On May 11-14, 2009, Resurgent Republic conducted an extensive survey of registered voters regarding the current debate over harsh interrogations of high-value al-Qaeda detainees. The survey began with a question defining the terms: “Defenders call harsh interrogations ‘enhanced interrogation techniques,’ and critics call them ‘torture.’” American voters believe “harsh interrogation of detainees” was justified by a 19-point margin, 53 to 34 percent. That is almost identical to a Gallup Poll of adults on April 24-25 that found Americans believe “harsh interrogation techniques for terrorism suspects” were justified by 55 to 36 percent.
There is a sharp partisan divide in the responses, with Republicans believing that harsh techniques were justified by 82 to 10 percent, but Democrats believing harsh techniques were not justified by 57 to 27 percent. Independents, who constitute 30 percent of the respondents, are much closer to Republicans on this issue, believing harsh techniques were justified by 53 to 31 percent.
After hearing a series of common arguments both in favor of and in opposition to those interrogation techniques, as well as descriptions of the techniques themselves, respondents still believe the harsh methods were justified, this time by a 20-point margin, 56 to 36 percent.

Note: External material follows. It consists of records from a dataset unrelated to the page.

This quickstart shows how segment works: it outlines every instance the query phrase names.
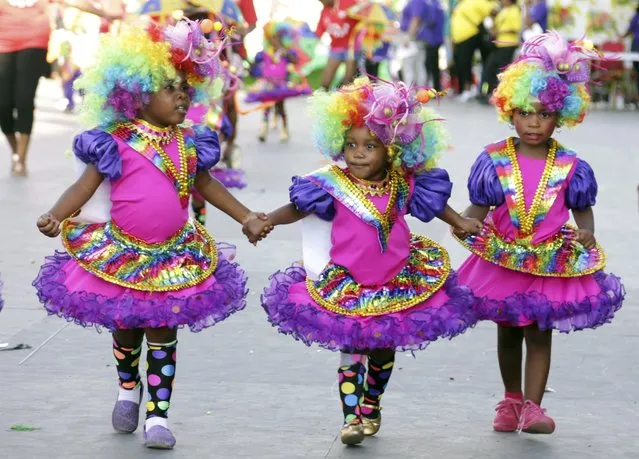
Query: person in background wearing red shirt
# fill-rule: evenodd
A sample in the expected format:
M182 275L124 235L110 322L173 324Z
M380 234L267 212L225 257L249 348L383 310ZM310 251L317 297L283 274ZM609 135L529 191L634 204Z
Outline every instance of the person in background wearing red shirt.
M322 73L322 87L329 89L340 64L346 64L343 84L350 83L357 72L357 50L352 52L351 37L357 25L357 19L348 17L347 11L357 0L320 0L324 9L317 24L316 35L321 38L324 32L331 37L331 48L328 63Z
M36 90L40 77L50 72L49 3L111 17L88 0L0 0L0 128L11 148L14 176L27 175Z

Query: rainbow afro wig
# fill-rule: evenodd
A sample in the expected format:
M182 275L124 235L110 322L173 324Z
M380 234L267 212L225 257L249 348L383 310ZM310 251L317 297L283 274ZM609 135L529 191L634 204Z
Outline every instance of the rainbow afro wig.
M338 161L343 158L349 129L367 127L388 147L395 169L431 169L448 147L441 117L425 107L436 96L431 89L383 80L373 83L366 77L332 93L316 91L310 98L315 144L325 156Z
M291 48L296 39L297 31L288 21L269 21L264 25L264 50L273 51L273 39L277 37L282 46Z
M534 112L540 103L558 115L559 126L581 123L590 105L590 67L600 59L591 42L569 43L554 31L527 40L499 75L493 102L500 119L510 121L515 109Z
M206 101L212 80L221 75L218 55L224 45L223 40L216 46L206 39L204 32L212 29L209 20L183 19L172 26L151 23L117 37L103 35L94 65L75 84L84 93L85 121L107 126L135 118L150 94L175 80L178 72L186 76L191 100Z

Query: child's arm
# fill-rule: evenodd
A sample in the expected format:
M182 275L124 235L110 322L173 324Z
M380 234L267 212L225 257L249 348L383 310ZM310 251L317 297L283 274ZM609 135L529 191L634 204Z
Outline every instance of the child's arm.
M307 212L302 212L297 207L295 207L295 204L288 203L285 206L282 206L279 209L276 209L268 214L268 218L273 226L278 226L290 225L291 223L300 221L307 215Z
M295 223L308 215L307 212L298 210L293 203L286 204L279 209L274 210L268 214L267 220L253 220L247 222L242 228L244 234L251 239L256 239L263 233L265 228L271 228L278 225L290 225Z
M256 214L238 201L224 185L211 177L208 171L200 171L195 177L195 188L209 203L220 209L241 225L254 219L265 220L266 215ZM268 230L270 231L272 227ZM266 234L264 235L266 236Z
M43 214L37 221L40 232L49 237L60 234L60 222L66 220L79 210L93 196L104 177L98 169L87 165L80 178L62 193L51 210Z
M471 204L464 210L462 214L466 218L476 219L477 221L483 222L486 219L486 215L490 212L490 207L488 206L478 206L477 204ZM464 231L461 228L453 226L453 233L455 236L461 239L466 239L469 234L468 231Z
M490 207L488 206L478 206L477 204L471 204L466 208L462 215L468 218L476 218L477 220L483 222L486 219L486 215L488 215L488 212L490 212Z
M444 211L439 214L437 218L448 223L458 232L465 234L477 234L483 227L481 220L474 217L462 216L448 204L446 204Z
M572 216L577 223L577 242L581 243L585 248L592 249L597 245L595 239L595 215L592 207L586 207L582 210L573 209Z

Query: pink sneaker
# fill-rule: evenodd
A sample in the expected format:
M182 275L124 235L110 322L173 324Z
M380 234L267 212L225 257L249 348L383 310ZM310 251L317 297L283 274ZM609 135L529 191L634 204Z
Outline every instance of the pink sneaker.
M514 432L519 426L519 416L523 401L515 398L505 398L497 404L493 429L497 432Z
M521 410L519 431L530 434L551 434L555 431L555 421L546 416L546 410L535 402L526 400Z

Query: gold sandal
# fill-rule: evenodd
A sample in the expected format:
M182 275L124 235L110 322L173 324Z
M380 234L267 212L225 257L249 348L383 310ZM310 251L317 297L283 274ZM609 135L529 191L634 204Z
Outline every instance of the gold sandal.
M369 408L373 411L377 411L378 416L374 419L367 418L366 416L362 415L364 435L366 435L367 437L371 437L379 432L379 429L382 427L382 407L378 405L368 405L366 403L362 403L360 406Z

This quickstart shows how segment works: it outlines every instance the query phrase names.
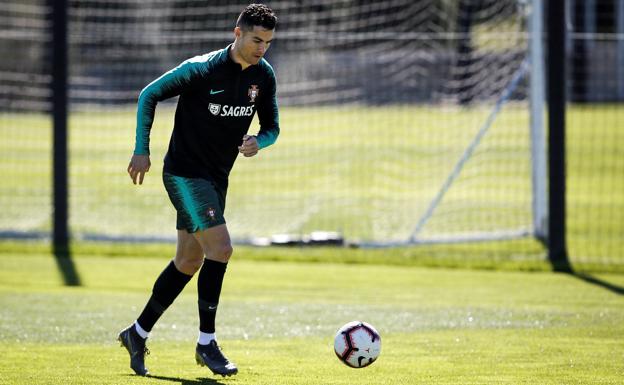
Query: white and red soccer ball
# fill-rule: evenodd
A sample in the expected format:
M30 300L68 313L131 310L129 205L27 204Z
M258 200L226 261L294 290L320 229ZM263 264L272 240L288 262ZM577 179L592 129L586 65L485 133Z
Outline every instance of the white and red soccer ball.
M345 365L363 368L379 357L381 337L372 325L352 321L336 332L334 352Z

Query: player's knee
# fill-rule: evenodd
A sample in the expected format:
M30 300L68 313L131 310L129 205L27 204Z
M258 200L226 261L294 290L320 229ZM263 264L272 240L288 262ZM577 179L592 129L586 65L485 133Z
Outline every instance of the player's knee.
M230 243L224 243L210 250L210 253L206 253L206 258L215 261L227 263L232 256L234 249Z
M203 262L204 258L203 256L201 256L200 258L188 260L186 263L190 270L192 270L193 272L197 272L201 268Z
M201 268L203 261L202 255L176 258L176 267L184 274L193 275Z
M220 250L221 262L229 261L233 252L234 252L234 249L232 248L232 245L230 243L223 245Z

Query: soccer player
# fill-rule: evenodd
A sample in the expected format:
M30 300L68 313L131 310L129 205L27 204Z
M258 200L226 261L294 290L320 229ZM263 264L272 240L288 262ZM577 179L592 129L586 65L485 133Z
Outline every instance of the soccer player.
M119 334L130 367L147 375L146 339L152 327L199 271L198 364L214 374L236 374L236 365L215 338L215 316L227 263L232 255L223 212L228 176L238 154L254 156L279 134L275 74L263 59L277 18L267 6L247 6L236 22L234 42L186 60L143 89L138 100L136 144L128 166L134 184L150 168L149 133L159 101L179 95L163 181L177 211L178 241L173 260L156 279L136 321ZM247 131L255 113L260 130Z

In a recent press conference, President Obama said the key question in this debate is whether harsh interrogations made America safer. By a margin of 52 to 39 percent, American voters think harsh interrogations have made us safer. Democrats think harsh techniques have not made us safer by 55 to 36 percent. But Republicans think they have made us safer by 71 to 23 percent, and Independents agree by 51 to 39 percent.
The survey summarized the overall argument on both sides as:
Congressman A says America should never use harsh interrogation techniques on detainees, because they are torture. Those techniques undermine our values, hurt our standing in the world, endanger American troops who might be taken prisoner, and yield little or no useful information that could not be obtained by other means.
Congressman B says that, while harsh interrogation techniques of detainees should be used only rarely, they may be necessary in exceptional situations to protect the country. Those techniques are justified when they are the only way to stop the murder of another 3000 innocent Americans in another 9/11.
American voters agree with the second argument in favor of limited use of harsh interrogations over prohibiting harsh interrogations by 61 to 34 percent. Once again, Democrats are on one side of the divide, thinking that harsh interrogations should be prohibited, by 49 to 46 percent. But Republicans (80 to 18 percent) and Independents (60 to 35 percent) are on the other side of the divide, overwhelmingly thinking that harsh interrogations may be necessary in extraordinary circumstances.
On three different questions, voters consistently agree that harsh interrogation techniques were effective at gaining useful information. For example:
Congressman A says harsh interrogation of detainees is not effective. It yields little useful information that could not have been obtained by traditional interrogation methods. Harsh interrogation makes detainees lie to stop the harsh treatment. While traditional methods might take more time, they are more effective in the long run.
Congressman B says harsh interrogation techniques of detainees is effective. Khalid Sheikh Mohammed, the master mind of 9/11, refused to talk to interrogators under traditional interrogation methods, and disclosed information about planned attacks only after being waterboarded many times. American lives were saved by using these enhanced techniques.
By a margin of 55 to 39 percent, voters overall think harsh techniques are effective. Democrats agree with the first statement that harsh techniques are not effective, by 57 to
36 percent. But Republicans think they are effective by 76 to 22 percent, as do Independents by 56 to 35 percent.
On each of the following issues, questions presented strong arguments on either side of this debate. Highlights of public perceptions include:
In driving this debate, the political left is driving a sharp divide between Democrats on the one hand and Republicans and Independents on the other. Democrats believe that harsh interrogation techniques amount to torture that should have never been used and warrant investigation. Republicans and Independents believe that the techniques were justified and helped save American lives, and those who authorized and implemented them should not be investigated.
The next Resurgent Republic survey will focus on evaluations of America’s health-care system, and preferences for health-care reform.
This survey consists of 1000 registered voters chosen randomly from throughout the country through random-digit dialing of both landline and cell phones. The sample was minimally weighted by age, race, and region to reflect 2008 voter turnout. The sample is 6 points more Democratic than Republican: 30 percent Republican, 30 percent Independent, and 36 percent Democrat. The margin of error is 3.1 percent.